Belirtilen gerekçelerle dava konusu işlem hukuka uygun bulunarak davanın reddine karar verilmiştir.
Bölge İdare Mahkemesi kararının özeti: … Bölge İdare Mahkemesi … İdari Dava Dairesince; istinaf başvurusuna konu İdare Mahkemesi kararının usul ve hukuka uygun olduğu ve davacı tarafından ileri sürülen iddiaların söz konusu kararın kaldırılmasını sağlayacak nitelikte görülmediği belirtilerek 2577 sayılı İdari Yargılama Usulü Kanunu’nun 45. maddesinin 3. fıkrası uyarınca istinaf başvurusunun reddine karar verilmiştir.

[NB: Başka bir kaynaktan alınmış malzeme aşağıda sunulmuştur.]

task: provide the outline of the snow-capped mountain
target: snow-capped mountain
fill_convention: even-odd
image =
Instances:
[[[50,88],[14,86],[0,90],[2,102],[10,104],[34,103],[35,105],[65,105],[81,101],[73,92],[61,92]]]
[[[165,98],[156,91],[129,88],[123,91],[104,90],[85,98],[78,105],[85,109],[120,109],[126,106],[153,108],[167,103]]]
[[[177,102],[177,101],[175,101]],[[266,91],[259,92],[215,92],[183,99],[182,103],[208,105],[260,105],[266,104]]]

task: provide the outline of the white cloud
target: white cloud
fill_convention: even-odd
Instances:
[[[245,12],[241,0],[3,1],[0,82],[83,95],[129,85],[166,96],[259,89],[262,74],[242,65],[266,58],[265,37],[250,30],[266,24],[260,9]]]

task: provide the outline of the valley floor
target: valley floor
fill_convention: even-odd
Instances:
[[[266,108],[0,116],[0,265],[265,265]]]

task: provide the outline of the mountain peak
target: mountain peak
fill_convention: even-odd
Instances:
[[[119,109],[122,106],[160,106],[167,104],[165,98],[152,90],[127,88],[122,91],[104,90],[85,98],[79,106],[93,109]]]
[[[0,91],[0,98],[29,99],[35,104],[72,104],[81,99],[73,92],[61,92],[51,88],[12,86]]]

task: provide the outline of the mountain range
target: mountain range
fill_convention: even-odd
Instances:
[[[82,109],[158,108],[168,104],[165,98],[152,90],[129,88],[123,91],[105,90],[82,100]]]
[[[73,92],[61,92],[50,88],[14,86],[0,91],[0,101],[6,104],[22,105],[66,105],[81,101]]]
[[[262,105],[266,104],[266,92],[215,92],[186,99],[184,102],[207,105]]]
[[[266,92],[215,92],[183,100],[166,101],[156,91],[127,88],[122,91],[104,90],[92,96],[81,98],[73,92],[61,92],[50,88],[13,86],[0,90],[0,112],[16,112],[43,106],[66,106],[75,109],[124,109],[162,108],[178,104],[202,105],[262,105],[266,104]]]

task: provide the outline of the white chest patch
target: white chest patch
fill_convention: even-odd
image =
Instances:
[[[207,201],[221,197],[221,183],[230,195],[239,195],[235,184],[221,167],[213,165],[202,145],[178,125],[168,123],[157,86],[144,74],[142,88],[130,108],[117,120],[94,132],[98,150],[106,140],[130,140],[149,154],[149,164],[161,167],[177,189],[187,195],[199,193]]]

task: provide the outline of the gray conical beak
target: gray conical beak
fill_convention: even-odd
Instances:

TEMYİZ EDENİN İDDİALARI : Davacı tarafından, idarenin yaptığı işlemin sebebini tereddüte yer vermeyecek şekilde somut ve net biçimde belirtmediği, faaliyet izni belgesinin iptali için alınan olur gerekçesinin hatalı olduğu, olur yazısı ekinde iptal gerekçesi olarak “Grup seçim ön izni tamamlanmamış olup 01.07.2019 tarihine kadar grup seçim iznine başvurulmamıştır” denildiği, Bakanlık makamının da bu sebebe dayalı olarak iptal işlemine olur verdiği, aynı yazıyla başka firmaların da faaliyet izni belgelerinin iptalinin Bakanlık oluruna sunulduğu, onlarda farklı gerekçelerin yer aldığı, hisse devri ile Tebliğ ile belirlenen sürecin tamamlanamaması arasında hukuki ve fiili irtibat olduğu, hisse devrinin idarece sisteme tanımlanmış olması halinde belgenin iptalini gerektirecek hiçbir eksikliğin olmayacağı, 11/05/2018 tarihli yazıdan sonra bu yazıya cevaben 18/05/2018 tarihinde imza beyanının iadeli taahhütlü posta ile ve banka dekontlarının ise evrak kayıttan geçirilerek verilmiş olduğu, belgelerin de dosyada mevcut olduğu, Bakanlığın hisse devri için yazılı onayı olmamakla beraber idarenin şifahi bilgi ve talimatı ile “gidin ticaret odasından işleminizi yaptırın” denilmesi sonrası 11/10/2018 tarihinde sicil tasdiknamesinin … adına düzenlendiği ve hisse devrinin 15/10/2018 tarihli Ticaret Sicil Gazetesinde yayımlandığı, 18/11/2018 tarihinde Bakanlığa başvurularak hisse devrinin yapıldığı ve bunun tescil edildiğinin bildirildiği, başvuruların şirket ortağı tarafından ve elektronik ortamda yapılması zorunluluğu olduğu, bu nedenle bakanlıkça şirket ortağının sisteme tanıtılması ve yetkili olarak işlenip işlem yetkisi verilmesi gerektiği, bu işlem yapılmayınca hisseyi devralan …’un sistemde yetkili olarak görülemediği, bu nedenle sistemde hâlen yetkili olarak görünen …’un işlemi başlattığı, ancak verilecek evraklardan biri olan noter onaylı kurucular beyanı alınmak istendiğinde ticaret sicilinde ortak olarak görülmediği için noterce işlem yapılmadığı, davalı idarenin, kendilerinin hisse devri için izin talebini bildiği ve şifahi olarak izin verdiği, ancak yargılama sürecinde bunları kabul etmediği, gizli kapaklı hiçbir iş ve işlem bulunmadığı, idarenin en geç 18/11/2018 tarihinde hisse devrine ilişkin bilgi sahibi olduğu, idarenin kendi işini yapmadığı ve bir yıllık sürede hisse devrini sonuçlandırmayarak hak kaybına neden olduğu ileri sürülmektedir.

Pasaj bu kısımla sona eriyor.